Secrets from the seasoned: making a medical conference work for you

Long time medical reporters shared savvy tips on how to make the most of a medical conference this afternoon at Science Writers 2010 in New Haven, CT, while a scientific press room manager revealed tips for public information officers on how to garner attention for their stories.

Seasoned medical journalist Bob Finn, the San Francisco Bureau chief of International Medical News Group discussed the ins and outs of a conference press room. He disclosed his list of essential must-have equipment for covering a conference: at the top of his list the Kodak ZI8, which records video and has an audio jack. He carries back-up recorders, batteries and a long extension cord, as you never find an outlet close to your seat. A quick snap of power point slides and posters captures all the data and figures he needs for his stories. A swift tip: shoot the conflict of interest slide, which the presenter only shows for a second right after the presentation title.

Peggy Peck, executive editor of MedPage Today, stressed the importance of “research, research, research.” Journalists should show up at the conference prepared, an easy task in the digital age. “Let your fingers do the walking,” she said. “Almost everything can be found online.” She stressed that you need to know what was written beforehand to give the story context. Without knowing the history, you can’t spot new findings from rehashed research. A key question to always keep in mind is who is funding the research. And keep your ears tuned for magic words like “coffee.” When MedPage ran a story on how coffee reduces circulating insulin, the surge of traffic crashed their site for two hours.

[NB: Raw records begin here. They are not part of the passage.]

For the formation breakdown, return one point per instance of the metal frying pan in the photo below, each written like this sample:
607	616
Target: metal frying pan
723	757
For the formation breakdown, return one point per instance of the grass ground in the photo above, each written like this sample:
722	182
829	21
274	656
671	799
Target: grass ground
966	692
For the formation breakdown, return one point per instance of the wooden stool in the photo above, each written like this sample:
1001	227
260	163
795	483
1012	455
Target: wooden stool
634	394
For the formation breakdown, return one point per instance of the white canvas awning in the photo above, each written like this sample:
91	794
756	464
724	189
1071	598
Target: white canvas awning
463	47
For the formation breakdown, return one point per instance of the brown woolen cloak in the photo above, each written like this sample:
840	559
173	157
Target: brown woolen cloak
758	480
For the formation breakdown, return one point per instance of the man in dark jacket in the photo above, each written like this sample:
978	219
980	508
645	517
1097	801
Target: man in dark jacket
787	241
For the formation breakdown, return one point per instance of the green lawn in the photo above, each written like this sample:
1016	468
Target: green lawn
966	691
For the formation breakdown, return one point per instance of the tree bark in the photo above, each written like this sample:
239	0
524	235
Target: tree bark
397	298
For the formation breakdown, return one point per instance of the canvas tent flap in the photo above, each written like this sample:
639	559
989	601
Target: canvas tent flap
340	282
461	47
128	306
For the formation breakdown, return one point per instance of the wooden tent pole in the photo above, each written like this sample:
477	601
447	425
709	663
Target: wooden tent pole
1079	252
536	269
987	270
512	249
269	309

Eric Rosenthal, an independent medical journalist and special correspondent for Oncology Times, likes to trawl a meeting. You can be spoon fed by the press room or you can pay attention to what is happening at the meeting, he said. “I eavesdrop on the big names during the plenary sessions to see their reactions. Then I ask them afterward why they reacted that way.” He strongly feels that serendipity can be your best friend, but you also have to take advantage of opportunities that present themselves by learning the art of the ambush.

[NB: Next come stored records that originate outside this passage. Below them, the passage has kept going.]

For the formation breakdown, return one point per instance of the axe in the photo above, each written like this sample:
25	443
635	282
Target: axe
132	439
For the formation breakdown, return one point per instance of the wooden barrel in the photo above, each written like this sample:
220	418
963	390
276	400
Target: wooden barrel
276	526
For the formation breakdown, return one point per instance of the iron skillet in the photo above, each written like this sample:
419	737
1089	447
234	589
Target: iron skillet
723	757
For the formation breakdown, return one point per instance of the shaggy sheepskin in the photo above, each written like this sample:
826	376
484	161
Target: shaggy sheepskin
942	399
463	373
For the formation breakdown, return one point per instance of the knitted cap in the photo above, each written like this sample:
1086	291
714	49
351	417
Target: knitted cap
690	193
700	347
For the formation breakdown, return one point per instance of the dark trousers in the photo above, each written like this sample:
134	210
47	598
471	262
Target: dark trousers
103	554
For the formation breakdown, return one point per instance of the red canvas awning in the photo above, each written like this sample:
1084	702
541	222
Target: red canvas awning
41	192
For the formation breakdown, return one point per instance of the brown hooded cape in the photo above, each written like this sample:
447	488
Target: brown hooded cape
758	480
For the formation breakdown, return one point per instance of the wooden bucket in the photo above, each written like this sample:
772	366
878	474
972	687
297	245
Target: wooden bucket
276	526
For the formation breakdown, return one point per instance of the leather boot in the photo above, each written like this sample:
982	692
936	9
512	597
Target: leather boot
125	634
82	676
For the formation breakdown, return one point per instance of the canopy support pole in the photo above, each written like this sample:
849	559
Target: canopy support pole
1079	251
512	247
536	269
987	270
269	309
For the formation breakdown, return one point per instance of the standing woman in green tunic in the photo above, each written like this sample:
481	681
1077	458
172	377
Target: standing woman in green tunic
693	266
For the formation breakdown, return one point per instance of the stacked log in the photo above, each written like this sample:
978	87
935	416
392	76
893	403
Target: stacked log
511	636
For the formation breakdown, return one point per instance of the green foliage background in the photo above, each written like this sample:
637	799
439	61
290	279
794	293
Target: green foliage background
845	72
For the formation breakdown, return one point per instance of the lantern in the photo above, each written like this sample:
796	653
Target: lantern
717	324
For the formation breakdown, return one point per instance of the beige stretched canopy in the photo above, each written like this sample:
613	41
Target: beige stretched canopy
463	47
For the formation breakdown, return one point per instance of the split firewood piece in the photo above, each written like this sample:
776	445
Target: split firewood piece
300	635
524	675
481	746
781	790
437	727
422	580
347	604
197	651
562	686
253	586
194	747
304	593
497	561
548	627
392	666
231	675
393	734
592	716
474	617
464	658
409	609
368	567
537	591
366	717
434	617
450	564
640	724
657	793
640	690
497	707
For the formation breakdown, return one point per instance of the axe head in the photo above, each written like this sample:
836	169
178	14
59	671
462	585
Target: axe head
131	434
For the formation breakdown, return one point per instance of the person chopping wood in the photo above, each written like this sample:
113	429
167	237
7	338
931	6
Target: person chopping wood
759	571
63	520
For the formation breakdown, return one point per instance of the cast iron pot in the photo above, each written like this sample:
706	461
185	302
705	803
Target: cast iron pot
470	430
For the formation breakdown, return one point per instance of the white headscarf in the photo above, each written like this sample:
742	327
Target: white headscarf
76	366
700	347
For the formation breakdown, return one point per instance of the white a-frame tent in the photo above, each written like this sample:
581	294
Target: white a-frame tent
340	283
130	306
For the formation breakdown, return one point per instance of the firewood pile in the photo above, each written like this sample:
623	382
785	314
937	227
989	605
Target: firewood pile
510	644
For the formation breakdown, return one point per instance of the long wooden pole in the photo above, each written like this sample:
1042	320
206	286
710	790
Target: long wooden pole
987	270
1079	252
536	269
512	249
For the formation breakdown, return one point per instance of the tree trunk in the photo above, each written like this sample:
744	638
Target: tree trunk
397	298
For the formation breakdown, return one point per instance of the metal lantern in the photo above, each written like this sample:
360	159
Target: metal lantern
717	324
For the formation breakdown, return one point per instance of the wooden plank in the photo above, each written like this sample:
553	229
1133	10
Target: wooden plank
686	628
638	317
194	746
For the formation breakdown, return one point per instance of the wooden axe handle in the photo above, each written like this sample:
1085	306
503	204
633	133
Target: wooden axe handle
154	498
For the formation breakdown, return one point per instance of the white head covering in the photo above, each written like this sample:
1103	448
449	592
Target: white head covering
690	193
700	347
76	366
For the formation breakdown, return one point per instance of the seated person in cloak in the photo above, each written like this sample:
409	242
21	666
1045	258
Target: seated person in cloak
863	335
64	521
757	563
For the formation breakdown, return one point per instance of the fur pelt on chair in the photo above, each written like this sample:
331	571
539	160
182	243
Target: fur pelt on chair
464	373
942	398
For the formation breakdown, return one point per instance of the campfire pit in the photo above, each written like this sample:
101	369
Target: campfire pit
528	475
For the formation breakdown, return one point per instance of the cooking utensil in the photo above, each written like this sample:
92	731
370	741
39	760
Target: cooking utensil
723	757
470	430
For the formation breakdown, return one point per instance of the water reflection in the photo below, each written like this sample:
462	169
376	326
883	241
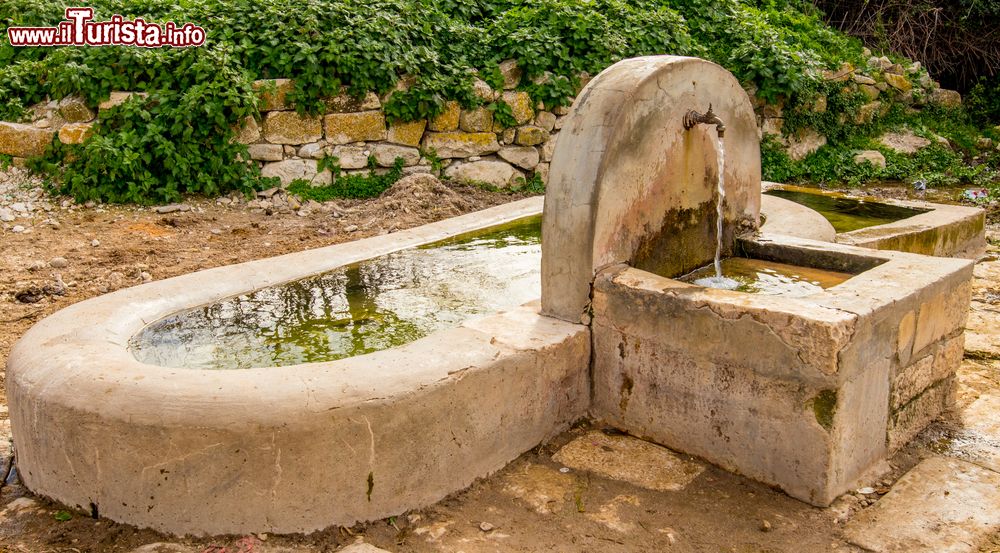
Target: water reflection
369	306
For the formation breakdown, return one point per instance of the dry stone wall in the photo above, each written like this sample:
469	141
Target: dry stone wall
470	144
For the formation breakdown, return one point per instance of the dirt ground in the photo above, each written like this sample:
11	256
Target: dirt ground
532	505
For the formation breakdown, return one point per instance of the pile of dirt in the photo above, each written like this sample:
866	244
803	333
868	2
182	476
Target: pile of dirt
423	195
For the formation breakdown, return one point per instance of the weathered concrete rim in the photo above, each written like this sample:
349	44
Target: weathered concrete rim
200	452
944	230
102	344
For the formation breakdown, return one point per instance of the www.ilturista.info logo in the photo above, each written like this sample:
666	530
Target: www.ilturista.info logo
79	29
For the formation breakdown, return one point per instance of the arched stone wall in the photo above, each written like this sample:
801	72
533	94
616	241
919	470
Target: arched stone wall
629	185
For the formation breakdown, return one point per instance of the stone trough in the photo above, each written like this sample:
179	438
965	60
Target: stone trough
806	393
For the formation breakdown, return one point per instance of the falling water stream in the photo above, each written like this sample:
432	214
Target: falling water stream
719	281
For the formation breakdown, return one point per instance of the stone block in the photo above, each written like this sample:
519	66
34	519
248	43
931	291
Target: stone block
386	154
248	131
345	128
545	120
496	173
272	93
476	120
520	106
942	506
406	133
525	157
351	157
946	98
288	127
530	135
345	103
447	120
873	157
899	82
511	74
266	152
75	133
460	144
290	170
23	140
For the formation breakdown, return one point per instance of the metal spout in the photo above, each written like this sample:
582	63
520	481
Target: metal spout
692	118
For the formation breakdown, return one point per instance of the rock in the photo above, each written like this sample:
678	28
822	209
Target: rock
407	134
351	157
386	154
171	208
511	74
23	140
904	142
266	152
840	75
520	106
162	547
549	147
362	547
344	128
525	157
628	459
476	120
74	110
867	112
75	133
483	90
870	156
248	131
542	170
290	170
545	120
946	98
288	127
530	135
447	120
272	93
899	82
314	150
460	144
496	173
942	506
118	98
872	92
803	143
345	103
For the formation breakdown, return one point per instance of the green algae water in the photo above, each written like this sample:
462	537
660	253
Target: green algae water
757	276
369	306
846	214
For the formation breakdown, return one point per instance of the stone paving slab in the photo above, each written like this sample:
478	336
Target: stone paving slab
622	457
941	506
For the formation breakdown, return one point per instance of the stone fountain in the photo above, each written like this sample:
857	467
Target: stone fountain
807	393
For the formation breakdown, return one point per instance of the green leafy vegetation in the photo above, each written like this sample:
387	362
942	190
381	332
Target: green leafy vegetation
350	186
180	139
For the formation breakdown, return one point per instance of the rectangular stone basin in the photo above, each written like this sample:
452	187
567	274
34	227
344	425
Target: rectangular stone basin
927	228
805	393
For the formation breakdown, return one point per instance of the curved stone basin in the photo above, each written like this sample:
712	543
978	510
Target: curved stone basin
284	449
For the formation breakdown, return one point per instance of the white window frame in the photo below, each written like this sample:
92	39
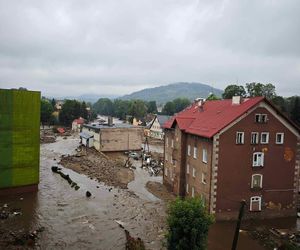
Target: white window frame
252	180
204	155
267	137
194	172
239	138
254	199
282	138
256	134
195	152
203	178
257	163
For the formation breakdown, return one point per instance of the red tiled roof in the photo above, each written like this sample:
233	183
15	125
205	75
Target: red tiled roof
79	121
213	117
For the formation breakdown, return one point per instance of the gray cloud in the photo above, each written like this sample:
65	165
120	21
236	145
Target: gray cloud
115	47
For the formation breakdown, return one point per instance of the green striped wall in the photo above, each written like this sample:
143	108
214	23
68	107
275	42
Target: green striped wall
19	137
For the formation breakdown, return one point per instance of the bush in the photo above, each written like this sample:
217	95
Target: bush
188	224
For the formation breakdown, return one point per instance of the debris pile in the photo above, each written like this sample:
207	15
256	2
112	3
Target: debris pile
100	167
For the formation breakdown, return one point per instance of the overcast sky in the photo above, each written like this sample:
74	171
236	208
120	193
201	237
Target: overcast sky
115	47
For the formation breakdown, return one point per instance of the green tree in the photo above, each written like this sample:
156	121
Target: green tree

Jim Sliwa, media relations manager for the American Society for Microbiology and long time press room coordinator for two large scientific meetings provided ten clever tips to public information officers for promoting your research at a major medical meeting:

1) Do your homework before calling the meeting PIO: often they post tip sheets on their sites

2) Start early: the abstracts are submitted 6 months in advance and the scientists know they will be attending 2 ½ months before the meeting. The press rooms start putting together their packets the day after the scientists learn they are invited to present.

3) Have a story

4) Don’t piggyback irrelevant research

5) Connect: if you are putting out a press release, send a copy to the conference PIO.

6) Be transparent

7) Be helpful

8) Solicit advice and then take it to heart

9) Don’t play games: people remember when they have been burned

10) Remember: Bigger isn’t always better. If a conference PIO spreads your story by word of mouth, even if they don’t issue a press conference, many journalists will pick up the story.